Hawke continues to shirk the desire to be perceived as cool, and it’s evident he continues to grow and stay curious. These words represent a man who has continued to progress a long way from Miller’s perception of him in Blue Like Jazz because they suggest an artist with deeply-held beliefs. Interestingly enough, Miller himself did offer up someone else who seems worthy of further consideration as part of this conversation.

The Cool Christian & Christ Crucified

While Miller was rightfully miffed by the masses who follow pop idols because they are cool without any consideration of their beliefs, he also highlights an alternative idea he had once to make Christianity cool. He thought he could use art to give the faith more credibility. It would make people come to terms with their predilection toward sin, and it could change the world. He goes on to say:

My fashionable Christian was deep. Deep water. A poet. He studied [Hunter S.] Thompson during his drug years, during the prostitute years…[Allen] Ginsberg’s “I watched the greatest minds of my generation descend into madness…” was to him, about sin nature. Part of him was about social justice.

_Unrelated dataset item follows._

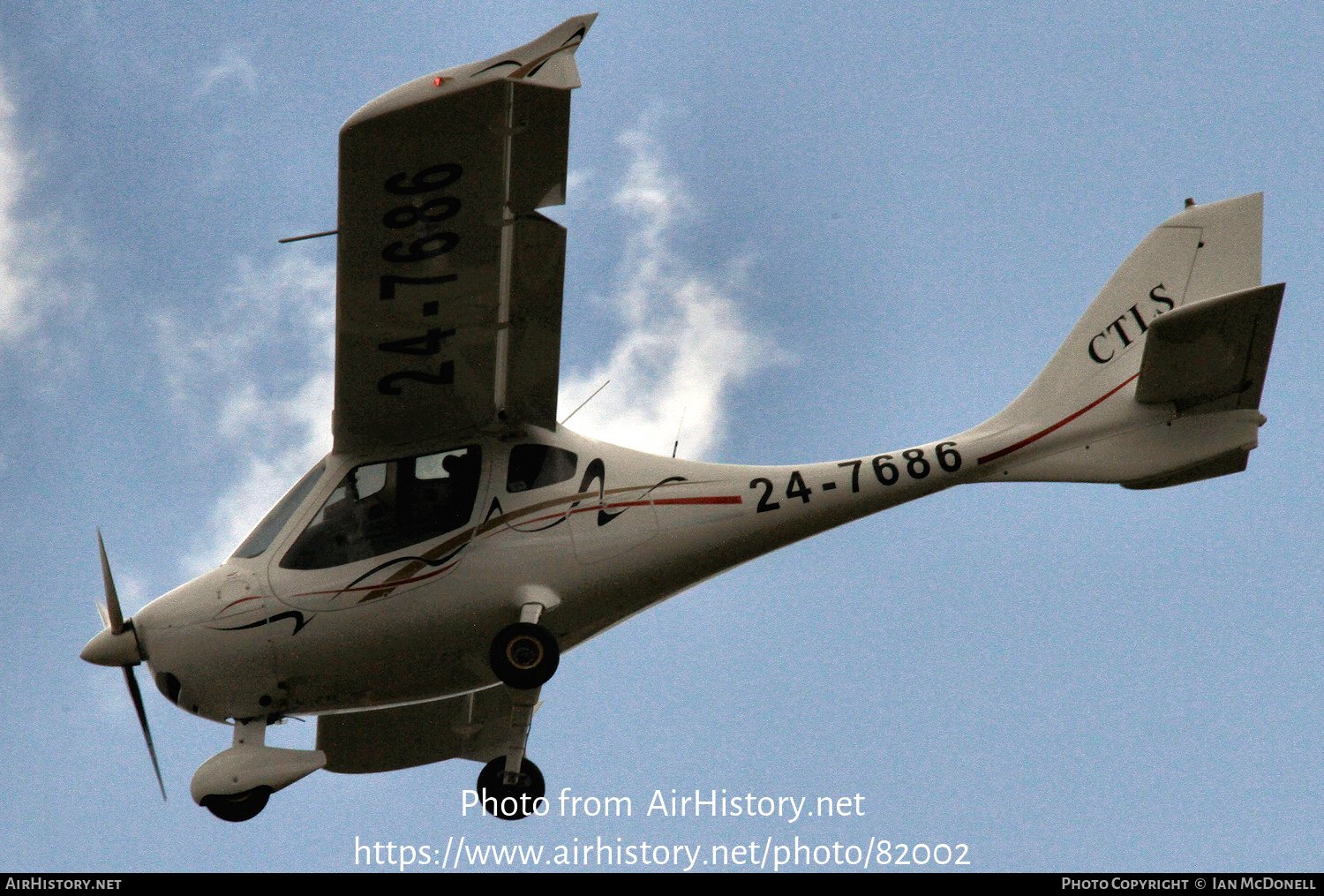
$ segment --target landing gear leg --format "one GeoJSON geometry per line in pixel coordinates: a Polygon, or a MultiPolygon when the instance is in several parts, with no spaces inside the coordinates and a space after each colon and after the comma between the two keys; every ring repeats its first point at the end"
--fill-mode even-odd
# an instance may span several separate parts
{"type": "MultiPolygon", "coordinates": [[[[234,720],[234,748],[258,746],[266,742],[266,717],[249,721],[234,720]]],[[[257,818],[271,798],[271,787],[258,786],[240,793],[213,793],[203,797],[203,807],[224,822],[246,822],[257,818]]]]}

Christianity itself does not require us to be cool. It requires faith, humility, and an acknowledgment of our need for grace—a grace that cuts through hypocrisy and fanaticism.

On a cursory level, Ethan Hawke shares much in common with the exterior life of Miller’s idealized Christian nicknamed Tom Toppins. He did an entire TedTalk on Ginsberg and the artist’s calling to play the fool and shake humanity out of their everyday lives. If it’s not evident already, he’s an avid reader, a lover of music, and issues of faith and social justice permeate many of the interviews he gives. 

But his candor often feels more sincere than any Gen-Xer pastiche to make Christianity more appealing. And yet in honing in on the irony of Ethan Hawke being quite close to Miller’s evocation of the Cool Christian who holds genuine beliefs, it’s important to not commit another distortion. 

Christianity itself does not require us to be cool. It requires faith, humility, and an acknowledgment of our need for grace—a grace that cuts through hypocrisy and fanaticism. Is this cool? I suppose it depends on whom you ask, although it doesn’t seem like it should matter. We don’t need Christianity to be cool just as Christ does not need us. We need Christ. It’s that simple. 

Giving Miller the benefit of the doubt, perhaps this is what he began to recognize implicitly within the pages of Blue Like Jazz. His idealized Christian ultimately feels superfluous. As Hawke mentions, “religion is not a warm electric blanket, it’s the cross.” Nothing can change the bottom line: Our sinfulness led Jesus Christ to die for us. Period. 

Immediately my mind goes to Paul’s words to the Corinthians. He’s talking to an audience of Jews and Greeks, and it could just as easily be said to more modern listeners, both legalistic Christians and those who lean more antinomian. He says, “We preach Christ crucified, a stumbling block to Jews and folly to Gentiles, but to those who are called, both Jews and Greeks, Christ the power of God and the wisdom of God (1 Corinthians 1:22-24). 

What’s encouraging about Hawke’s story is not that he has a disinterest in fame or subjective coolness or even that he’s intrigued by spiritual things per se, though this can all be lauded. Fundamentally, he has an intuitive understanding of scripture that is humbling. It cuts through the glut of Christian culture, getting at the heart of what it means to consider the creator God and the implications of the scandal of grace found in His Son’s death on the cross. There’s more that Christians can quibble over, but as I don’t know Ethan Hawke, this is all I can say: I would do well to learn from him in humility.  

Blue Like Jazz feels very much of its time and for a specific audience. That doesn’t mean it’s not still instructive, even meaningful. However, Christianity is rightfully timeless and universal. It provides a narrative to make sense of the broken world we live in. May God be with Ethan Hawke and all of us as we grapple with life’s important questions by faith and through beautifully creative works of art. Still, more imperatively, let us throw off coolness and cling to the cross and Christ crucified.